A new argument making the rounds in financial media suggests that the companies most associated with artificial intelligence may not be the ones that capture the biggest financial rewards from it.
According to a report published by Yahoo Finance and also carried by The Globe and Mail, new research indicates that "the biggest gains of AI won't go to AI stocks." Instead, both outlets point readers toward two exchange-traded funds (ETFs) that the analysis frames as potentially better buys for investors hoping to profit from the AI boom.

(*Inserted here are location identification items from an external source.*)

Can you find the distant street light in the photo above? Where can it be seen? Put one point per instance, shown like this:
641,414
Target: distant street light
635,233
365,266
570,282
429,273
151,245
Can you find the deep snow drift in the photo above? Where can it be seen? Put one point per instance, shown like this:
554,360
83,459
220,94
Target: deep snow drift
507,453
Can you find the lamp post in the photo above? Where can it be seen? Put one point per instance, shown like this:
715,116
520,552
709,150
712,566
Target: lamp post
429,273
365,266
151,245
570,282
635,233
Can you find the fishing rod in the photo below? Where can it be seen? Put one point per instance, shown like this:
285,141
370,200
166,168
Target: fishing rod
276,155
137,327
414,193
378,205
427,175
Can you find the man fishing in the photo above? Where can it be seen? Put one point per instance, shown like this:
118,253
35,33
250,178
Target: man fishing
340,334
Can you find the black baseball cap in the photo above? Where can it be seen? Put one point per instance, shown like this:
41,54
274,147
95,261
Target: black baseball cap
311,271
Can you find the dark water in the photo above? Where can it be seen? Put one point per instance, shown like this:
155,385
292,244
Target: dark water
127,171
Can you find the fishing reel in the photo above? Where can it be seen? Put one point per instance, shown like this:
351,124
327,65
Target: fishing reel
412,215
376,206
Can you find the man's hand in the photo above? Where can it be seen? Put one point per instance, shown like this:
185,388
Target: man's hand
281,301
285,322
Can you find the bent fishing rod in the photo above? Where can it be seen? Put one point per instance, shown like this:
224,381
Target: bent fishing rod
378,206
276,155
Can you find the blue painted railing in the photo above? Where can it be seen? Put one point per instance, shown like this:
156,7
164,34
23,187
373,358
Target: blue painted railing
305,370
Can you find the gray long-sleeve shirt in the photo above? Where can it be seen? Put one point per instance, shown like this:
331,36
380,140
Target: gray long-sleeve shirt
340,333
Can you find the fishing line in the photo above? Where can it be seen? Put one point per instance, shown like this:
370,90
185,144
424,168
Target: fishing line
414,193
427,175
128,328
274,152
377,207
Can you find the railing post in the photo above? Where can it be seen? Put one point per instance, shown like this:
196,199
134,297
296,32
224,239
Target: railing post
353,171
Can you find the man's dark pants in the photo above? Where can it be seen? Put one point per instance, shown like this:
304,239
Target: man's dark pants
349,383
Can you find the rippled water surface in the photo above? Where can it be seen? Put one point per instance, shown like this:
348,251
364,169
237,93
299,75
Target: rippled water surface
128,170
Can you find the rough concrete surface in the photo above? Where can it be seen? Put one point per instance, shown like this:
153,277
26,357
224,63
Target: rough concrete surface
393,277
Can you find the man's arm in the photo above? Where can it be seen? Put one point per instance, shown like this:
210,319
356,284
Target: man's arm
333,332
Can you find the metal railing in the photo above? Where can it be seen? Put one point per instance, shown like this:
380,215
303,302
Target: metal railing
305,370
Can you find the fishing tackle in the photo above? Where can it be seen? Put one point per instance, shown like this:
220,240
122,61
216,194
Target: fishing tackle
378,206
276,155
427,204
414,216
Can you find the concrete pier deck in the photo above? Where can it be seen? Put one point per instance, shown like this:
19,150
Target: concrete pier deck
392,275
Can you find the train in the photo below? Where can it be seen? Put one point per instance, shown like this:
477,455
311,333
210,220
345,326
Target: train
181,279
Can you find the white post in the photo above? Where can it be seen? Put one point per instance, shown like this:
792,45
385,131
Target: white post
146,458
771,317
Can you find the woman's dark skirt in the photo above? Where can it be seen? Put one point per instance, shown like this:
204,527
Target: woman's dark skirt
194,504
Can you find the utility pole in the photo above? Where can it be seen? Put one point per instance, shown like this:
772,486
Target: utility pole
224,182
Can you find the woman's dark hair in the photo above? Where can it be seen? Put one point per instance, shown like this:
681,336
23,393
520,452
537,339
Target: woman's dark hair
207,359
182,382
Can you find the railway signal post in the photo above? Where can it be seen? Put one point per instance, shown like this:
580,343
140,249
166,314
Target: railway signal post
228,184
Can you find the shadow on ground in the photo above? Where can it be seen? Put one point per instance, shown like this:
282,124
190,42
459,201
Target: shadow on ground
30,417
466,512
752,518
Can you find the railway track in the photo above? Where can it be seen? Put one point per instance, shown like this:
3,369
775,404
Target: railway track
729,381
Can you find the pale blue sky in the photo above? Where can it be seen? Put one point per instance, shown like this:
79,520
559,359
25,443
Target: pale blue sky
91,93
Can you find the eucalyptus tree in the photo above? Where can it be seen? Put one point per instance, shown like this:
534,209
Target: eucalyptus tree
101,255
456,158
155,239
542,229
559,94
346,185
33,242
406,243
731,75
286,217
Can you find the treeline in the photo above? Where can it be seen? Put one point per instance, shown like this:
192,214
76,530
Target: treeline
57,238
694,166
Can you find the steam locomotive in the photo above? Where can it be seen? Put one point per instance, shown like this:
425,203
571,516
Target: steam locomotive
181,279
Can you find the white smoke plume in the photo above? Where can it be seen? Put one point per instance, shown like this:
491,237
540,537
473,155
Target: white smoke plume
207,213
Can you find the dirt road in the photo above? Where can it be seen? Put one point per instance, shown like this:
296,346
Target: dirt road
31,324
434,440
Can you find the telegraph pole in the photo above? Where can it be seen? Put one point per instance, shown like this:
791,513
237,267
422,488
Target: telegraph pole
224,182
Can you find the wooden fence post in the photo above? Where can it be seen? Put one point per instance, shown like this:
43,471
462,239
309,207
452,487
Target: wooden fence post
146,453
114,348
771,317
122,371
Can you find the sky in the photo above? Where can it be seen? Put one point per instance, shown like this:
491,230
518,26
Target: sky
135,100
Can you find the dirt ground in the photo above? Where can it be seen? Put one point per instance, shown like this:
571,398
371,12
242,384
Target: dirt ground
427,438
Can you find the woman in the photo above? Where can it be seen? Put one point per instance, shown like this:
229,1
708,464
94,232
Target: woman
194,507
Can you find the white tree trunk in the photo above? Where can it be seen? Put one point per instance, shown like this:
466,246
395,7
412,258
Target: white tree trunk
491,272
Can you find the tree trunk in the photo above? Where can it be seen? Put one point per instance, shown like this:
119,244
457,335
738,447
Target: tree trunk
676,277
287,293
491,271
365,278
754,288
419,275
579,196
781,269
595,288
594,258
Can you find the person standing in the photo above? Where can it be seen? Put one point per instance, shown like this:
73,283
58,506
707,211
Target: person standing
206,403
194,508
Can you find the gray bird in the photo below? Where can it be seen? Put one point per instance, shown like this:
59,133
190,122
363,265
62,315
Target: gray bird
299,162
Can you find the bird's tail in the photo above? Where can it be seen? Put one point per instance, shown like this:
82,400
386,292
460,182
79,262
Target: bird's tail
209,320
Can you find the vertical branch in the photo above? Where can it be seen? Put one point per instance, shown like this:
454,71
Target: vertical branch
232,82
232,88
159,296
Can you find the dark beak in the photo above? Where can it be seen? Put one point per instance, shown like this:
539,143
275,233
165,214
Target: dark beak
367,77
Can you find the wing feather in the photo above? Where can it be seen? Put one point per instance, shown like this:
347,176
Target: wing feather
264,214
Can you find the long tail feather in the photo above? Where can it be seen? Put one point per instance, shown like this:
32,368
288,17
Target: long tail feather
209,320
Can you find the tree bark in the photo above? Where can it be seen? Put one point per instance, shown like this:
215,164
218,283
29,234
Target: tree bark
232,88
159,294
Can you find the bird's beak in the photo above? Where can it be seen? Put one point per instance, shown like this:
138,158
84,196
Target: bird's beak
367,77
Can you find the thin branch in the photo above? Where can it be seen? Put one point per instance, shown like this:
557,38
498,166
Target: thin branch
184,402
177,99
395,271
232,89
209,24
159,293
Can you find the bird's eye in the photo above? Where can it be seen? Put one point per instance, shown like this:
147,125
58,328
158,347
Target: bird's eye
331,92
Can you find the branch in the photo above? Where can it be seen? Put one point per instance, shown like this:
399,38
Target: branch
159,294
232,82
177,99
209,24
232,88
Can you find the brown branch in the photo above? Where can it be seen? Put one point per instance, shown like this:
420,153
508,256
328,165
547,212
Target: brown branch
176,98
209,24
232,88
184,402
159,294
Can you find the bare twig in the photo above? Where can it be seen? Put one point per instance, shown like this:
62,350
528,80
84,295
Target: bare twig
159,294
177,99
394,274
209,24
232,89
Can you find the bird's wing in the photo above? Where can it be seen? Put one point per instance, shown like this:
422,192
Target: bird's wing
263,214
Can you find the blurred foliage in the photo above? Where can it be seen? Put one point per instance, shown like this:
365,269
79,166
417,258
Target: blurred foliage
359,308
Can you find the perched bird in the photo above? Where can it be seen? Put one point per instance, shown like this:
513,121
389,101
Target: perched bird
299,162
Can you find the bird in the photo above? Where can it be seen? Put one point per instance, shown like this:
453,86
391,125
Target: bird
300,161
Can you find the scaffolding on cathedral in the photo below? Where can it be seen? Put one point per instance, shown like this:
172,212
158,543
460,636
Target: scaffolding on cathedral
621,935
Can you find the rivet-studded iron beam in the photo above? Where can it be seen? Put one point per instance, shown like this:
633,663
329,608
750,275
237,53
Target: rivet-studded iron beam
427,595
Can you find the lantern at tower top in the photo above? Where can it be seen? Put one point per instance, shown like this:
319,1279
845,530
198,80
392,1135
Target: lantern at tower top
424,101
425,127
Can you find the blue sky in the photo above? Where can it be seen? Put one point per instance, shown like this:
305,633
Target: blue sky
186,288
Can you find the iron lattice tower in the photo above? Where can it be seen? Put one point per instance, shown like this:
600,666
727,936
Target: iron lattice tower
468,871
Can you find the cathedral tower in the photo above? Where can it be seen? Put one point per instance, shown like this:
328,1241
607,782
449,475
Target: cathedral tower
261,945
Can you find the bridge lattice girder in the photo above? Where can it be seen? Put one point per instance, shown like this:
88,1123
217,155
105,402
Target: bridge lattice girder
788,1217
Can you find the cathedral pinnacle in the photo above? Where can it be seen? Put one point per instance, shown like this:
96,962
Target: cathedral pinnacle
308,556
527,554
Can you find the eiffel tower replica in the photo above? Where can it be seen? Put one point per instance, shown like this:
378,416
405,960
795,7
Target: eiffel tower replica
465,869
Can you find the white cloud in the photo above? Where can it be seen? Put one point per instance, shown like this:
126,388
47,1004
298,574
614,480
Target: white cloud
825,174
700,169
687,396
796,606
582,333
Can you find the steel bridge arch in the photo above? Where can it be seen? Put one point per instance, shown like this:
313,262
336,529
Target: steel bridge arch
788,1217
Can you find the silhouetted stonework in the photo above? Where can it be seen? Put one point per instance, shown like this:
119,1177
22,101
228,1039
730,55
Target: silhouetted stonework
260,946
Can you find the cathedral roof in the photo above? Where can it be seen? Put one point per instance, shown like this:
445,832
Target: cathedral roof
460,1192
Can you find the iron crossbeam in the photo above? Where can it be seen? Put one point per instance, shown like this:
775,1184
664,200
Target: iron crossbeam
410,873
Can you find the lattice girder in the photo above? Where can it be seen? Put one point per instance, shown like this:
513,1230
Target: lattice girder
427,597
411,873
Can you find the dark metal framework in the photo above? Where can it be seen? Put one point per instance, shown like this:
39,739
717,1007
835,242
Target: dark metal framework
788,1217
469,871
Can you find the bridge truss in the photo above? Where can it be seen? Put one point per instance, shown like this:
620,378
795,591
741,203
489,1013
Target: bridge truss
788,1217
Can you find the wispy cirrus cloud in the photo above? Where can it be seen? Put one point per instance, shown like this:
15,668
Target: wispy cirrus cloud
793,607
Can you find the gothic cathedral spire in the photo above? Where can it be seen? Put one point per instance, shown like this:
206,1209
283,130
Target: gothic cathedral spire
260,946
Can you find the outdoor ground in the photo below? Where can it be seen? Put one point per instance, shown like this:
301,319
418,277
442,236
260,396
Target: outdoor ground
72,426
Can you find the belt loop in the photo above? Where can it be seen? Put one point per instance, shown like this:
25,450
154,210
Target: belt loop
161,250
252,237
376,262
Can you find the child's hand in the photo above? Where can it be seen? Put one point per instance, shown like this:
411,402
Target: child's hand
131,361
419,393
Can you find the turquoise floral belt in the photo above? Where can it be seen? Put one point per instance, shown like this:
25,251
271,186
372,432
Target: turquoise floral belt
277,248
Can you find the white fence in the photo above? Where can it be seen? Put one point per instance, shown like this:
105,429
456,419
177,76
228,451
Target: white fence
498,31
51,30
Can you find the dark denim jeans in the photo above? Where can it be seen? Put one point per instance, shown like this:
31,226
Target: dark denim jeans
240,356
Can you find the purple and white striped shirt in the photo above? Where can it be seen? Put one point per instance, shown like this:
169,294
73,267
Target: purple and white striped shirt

The underlying idea is a familiar one in investing: the businesses that build a transformative technology are not always the ones that profit most from it. Value can flow instead to the many companies that adopt the technology, or to broader baskets of stocks rather than a handful of high-profile names. An ETF, which bundles many stocks into a single tradable fund, offers one way to spread a bet across that wider field rather than concentrating it in a few AI leaders.
Beyond that framing, the source items shared here consist of matching headlines from the two publications and do not spell out which two ETFs are recommended, who conducted the research, or the specific data behind the claim. Readers interested in those details would need to consult the full Yahoo Finance and Globe and Mail articles.
Why it matters: with enormous sums pouring into a small group of AI stocks, the suggestion that the real payoff may lie elsewhere speaks directly to how everyday investors decide to position their money.